Starting in mid-May, the PopRev platform will enable music lovers to provide financial support for their idols by buying shares in some of their tracks.
They will also be able to follow their investments on uduX, which will relay real-time information on the number streams generated by the tracks they have bet on.
For Chidi Okeke, the initiative will enable music lovers to be more involved with the careers of artists they already adore.
“For fans, it’s a way of sharing in the success of music they like, and literally becoming more invested in those artists,” explains the uduX CEO.
The new scheme will be strongly communitarian because it will enable “investor fans” to invite friends and family to the platform to listen to tracks they have funded, and thereby increase their investment.

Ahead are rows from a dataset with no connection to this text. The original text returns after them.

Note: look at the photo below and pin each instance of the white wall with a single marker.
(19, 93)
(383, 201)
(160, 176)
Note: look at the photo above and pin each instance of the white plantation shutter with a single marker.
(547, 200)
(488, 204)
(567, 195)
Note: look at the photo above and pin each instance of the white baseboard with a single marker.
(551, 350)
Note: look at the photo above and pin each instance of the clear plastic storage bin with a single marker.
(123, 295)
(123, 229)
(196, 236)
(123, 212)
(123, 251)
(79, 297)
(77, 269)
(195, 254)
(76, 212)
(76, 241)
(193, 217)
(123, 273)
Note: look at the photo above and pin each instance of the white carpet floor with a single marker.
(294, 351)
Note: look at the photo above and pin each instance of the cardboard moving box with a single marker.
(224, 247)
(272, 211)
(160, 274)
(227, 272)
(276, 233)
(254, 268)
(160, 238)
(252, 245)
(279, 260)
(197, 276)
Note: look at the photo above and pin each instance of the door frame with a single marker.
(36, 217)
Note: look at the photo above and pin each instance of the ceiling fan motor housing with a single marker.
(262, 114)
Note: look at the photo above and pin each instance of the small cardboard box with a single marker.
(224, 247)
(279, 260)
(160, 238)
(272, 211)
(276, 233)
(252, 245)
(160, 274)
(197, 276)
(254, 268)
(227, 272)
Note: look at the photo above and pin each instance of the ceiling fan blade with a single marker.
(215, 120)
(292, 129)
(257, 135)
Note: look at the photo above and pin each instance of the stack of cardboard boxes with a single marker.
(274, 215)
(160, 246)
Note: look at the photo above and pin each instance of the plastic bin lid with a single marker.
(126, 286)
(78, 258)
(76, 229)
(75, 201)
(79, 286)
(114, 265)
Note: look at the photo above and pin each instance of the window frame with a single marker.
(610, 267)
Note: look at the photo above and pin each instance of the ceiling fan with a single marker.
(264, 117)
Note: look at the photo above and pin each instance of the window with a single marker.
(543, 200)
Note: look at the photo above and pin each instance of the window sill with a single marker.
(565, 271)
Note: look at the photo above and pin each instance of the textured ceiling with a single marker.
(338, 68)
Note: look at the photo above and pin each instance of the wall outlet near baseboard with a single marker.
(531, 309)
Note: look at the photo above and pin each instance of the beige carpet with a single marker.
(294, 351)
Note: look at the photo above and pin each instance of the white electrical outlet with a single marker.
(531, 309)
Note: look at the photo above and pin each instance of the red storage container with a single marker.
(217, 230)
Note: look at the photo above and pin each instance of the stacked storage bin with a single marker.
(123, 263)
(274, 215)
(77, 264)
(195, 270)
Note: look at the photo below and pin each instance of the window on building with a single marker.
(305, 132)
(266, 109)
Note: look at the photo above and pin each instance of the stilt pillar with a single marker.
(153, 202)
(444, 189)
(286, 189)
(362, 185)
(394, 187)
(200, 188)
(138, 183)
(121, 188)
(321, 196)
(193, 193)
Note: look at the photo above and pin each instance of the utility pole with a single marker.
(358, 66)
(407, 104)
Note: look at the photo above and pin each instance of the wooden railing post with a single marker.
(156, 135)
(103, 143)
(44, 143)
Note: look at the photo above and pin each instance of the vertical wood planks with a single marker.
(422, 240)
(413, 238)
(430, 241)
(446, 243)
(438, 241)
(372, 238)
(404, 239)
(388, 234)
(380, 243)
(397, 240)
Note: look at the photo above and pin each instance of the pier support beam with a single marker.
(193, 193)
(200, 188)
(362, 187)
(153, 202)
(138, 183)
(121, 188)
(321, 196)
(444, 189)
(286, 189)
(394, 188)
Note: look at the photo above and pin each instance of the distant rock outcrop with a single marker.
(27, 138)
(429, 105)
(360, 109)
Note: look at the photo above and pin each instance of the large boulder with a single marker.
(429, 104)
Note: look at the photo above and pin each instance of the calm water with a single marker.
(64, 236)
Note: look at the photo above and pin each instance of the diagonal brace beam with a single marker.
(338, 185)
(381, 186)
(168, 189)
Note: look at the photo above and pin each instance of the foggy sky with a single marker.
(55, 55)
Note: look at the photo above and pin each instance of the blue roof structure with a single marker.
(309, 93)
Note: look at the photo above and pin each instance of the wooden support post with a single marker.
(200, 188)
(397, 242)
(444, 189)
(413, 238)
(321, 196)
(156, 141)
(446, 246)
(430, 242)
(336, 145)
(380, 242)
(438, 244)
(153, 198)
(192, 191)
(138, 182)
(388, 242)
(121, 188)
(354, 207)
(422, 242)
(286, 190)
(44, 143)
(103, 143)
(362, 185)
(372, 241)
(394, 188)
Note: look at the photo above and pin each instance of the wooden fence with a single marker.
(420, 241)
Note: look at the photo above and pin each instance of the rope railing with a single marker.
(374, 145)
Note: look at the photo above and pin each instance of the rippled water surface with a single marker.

The additional remuneration afforded by the new system has already attracted the attention of Nigerian singer and global afrobeats star, Davido, who believes it will be a lifesaver for musicians who have been hit hard by the cancelation of concerts and tours during the pandemic.
“The Covid-19 and lockdown situation made it more obvious than ever that it is not sustainable for artists to depend solely on live performances to fund and extend their art.
“An initiative like PopRev will afford a lot of creators who, for example, struggled through the lockdown, the privilege to create without concerns of funding. This is timely and needful,” points out the musician.
The advent of music crowdfunding?
Chidi Okeke goes even further to affirm that PopRev, which will give local artists access to funding from all around the world, could be a potential game-changer for the entire Nigerian music ecosystem.
Having said that, the idea of allowing fans to invest directly in their favourite artists is far from new.
Thanks to the likes of Kickstarter, Patreon and the now-defunct PledgeMusic, crowdfunding initiatives have been part of the music-industry landscape for some time.
And not all of them have proved to be successful. Let’s not forget Sellaband, which, when it launched in 2006, offered the world’s musicians the option to bypass traditional labels to seek funding from their communities.
The German start-up lasted only four years before it filed for bankruptcy in 2010.
In spite of misadventures like this, many music professionals are still mulling over the possibility of giving music fans a chance to invest in their favorite acts.
Big Hit Entertainment, the label behind the wildly successful K-pop phenomenon BTS, did exactly that last October when it went public on the South-Korean stock market with a capitalisation of 8.4 billion dollars.
Although they have since climbed back, Big Hit shares declined by 40% after only two weeks. Let that be a word of warning to anyone who believes that investing in music is not a risky business.